Building Workforce Capacity and Capability: Evaluation of a Cancer Survivorship Clinical Placement Program for Allied Health Professionals and Practice Nurses (#57)

Tze Lin Chai 1 , Katie Greene 1 , Tracey Mander 1 , Helana Kelly 1 , Michael Jefford 1 2 3
  1. Australian Cancer Survivorship Centre, Peter MacCallum Cancer Centre, Melbourne, Victoria, Australia
  2. Department of Health Services Research, Peter MacCallum Cancer Centre, Melbourne, Victoria, Australia
  3. Sir Peter MacCallum Department of Oncology, University of Melbourne, Melbourne, Victoria, Australia

Introduction

Allied health professionals (AHP) and practice nurses (PN) have essential roles supporting cancer survivors’ wellbeing and aiding their transition to the community. Building on past initiatives, a statewide clinical placement program was implemented to enhance the knowledge and confidence of AHP and PN to deliver survivorship care in Victoria, Australia.

Method

Between November 2022 and April 2024, 10 health services offered survivorship-focused observational placements (3-8 hours) across 32 clinics, aiming for 200 participants, 40% from rural or regional settings. Online survivorship education (3-5 hours) was also provided. Program evaluation included pre- and post-placement surveys, and an optional follow-up survey after two months. Host sites completed an online survey and were invited to participate in post-program interviews.

Results

All participant targets were met, with 206 health professionals (166 AHP, 40 PN), 45% (n=93) from non-metropolitan areas, completing placements. Thirteen AHP disciplines participated, with greatest representation from physiotherapists, dietitians, and occupational therapists.

Following program completion, 99% (n=167/168) met their self-reported learning objectives, 95% (n=160/168) reported improved survivorship knowledge, 90% (n=152/168) gained confidence in delivering survivorship care and 91% (n=153/168) stated they will apply knowledge and skills gained in practice. Additionally, 81% (n=135/168) developed referral relationships and 82% (n=138/168) improved their understanding of referral pathways.

In the >two month follow-up survey, 94% (n=83/88) reported increased capabilities in providing survivorship care.

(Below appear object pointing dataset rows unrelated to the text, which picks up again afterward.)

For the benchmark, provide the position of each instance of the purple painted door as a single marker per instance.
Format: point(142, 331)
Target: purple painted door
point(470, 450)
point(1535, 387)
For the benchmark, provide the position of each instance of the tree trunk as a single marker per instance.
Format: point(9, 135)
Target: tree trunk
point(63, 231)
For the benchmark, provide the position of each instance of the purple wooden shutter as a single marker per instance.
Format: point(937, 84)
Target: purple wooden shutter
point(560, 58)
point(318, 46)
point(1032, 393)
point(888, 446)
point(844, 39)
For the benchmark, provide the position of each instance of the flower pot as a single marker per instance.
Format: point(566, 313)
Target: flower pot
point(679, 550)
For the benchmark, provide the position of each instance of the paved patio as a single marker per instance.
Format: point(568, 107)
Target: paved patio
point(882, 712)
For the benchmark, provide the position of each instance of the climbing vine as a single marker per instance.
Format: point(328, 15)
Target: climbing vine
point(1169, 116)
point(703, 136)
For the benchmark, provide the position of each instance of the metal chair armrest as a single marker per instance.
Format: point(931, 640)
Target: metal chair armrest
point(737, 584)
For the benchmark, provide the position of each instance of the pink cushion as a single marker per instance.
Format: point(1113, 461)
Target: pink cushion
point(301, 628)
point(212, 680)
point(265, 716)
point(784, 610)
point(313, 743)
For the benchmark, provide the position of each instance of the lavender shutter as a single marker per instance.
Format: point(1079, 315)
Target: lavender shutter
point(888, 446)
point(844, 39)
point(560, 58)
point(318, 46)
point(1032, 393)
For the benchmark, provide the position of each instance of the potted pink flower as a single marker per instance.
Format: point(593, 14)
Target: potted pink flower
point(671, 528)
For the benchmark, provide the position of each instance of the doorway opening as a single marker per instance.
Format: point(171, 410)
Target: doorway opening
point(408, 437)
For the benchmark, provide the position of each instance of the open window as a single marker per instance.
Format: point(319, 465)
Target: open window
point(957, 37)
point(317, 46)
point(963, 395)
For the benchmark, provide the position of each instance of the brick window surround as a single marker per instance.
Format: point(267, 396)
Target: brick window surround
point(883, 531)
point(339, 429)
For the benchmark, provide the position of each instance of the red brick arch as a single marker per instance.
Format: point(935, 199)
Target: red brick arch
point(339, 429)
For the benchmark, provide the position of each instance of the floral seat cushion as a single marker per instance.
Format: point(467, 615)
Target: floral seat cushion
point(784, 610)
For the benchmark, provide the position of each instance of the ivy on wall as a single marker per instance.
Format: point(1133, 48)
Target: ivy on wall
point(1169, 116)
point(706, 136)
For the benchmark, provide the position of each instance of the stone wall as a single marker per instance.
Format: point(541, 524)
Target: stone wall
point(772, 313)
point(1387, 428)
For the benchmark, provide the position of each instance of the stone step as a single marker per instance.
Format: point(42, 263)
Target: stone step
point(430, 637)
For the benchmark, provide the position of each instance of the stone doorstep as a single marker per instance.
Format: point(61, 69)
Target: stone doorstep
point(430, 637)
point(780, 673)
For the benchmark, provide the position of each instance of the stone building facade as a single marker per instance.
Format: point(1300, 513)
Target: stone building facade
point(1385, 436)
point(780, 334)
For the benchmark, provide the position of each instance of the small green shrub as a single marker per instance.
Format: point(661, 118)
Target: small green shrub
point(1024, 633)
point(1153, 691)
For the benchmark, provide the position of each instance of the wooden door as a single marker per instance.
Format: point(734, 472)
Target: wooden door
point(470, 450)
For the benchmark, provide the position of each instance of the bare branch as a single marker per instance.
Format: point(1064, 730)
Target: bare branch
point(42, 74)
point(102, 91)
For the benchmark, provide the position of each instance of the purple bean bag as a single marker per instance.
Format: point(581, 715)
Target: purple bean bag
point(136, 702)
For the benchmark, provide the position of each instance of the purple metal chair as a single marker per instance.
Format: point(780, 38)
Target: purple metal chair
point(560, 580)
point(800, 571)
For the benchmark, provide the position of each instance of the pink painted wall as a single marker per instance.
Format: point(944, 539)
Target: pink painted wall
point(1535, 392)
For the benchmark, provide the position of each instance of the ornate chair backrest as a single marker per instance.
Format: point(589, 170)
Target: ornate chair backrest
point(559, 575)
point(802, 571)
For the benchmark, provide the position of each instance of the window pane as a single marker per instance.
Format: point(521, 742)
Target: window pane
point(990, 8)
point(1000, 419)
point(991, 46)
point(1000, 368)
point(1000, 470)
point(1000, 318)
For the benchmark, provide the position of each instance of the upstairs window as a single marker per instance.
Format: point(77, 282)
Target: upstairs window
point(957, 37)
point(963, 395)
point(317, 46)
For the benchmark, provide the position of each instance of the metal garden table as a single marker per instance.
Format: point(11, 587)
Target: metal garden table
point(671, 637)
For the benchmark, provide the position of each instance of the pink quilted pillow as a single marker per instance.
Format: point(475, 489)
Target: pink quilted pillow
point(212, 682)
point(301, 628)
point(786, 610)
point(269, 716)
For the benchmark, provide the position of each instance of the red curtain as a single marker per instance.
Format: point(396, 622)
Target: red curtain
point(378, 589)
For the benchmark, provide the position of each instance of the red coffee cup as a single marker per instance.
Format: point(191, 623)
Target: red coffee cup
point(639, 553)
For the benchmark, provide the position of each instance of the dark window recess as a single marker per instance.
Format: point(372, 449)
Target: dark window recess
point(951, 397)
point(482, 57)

Participants valued networking, insights into patients’ experiences, and learning about survivorship resources. Suggestions highlighted a desire for greater exposure to other aspects of survivorship care and advanced survivorship education.

Host sites valued knowledge sharing, building connections with primary care and staff upskilling.

Conclusion

There was considerable engagement from AHP and PN with the program. Short observational placements alongside online education can improve survivorship knowledge and confidence, which can be translated to clinical practice.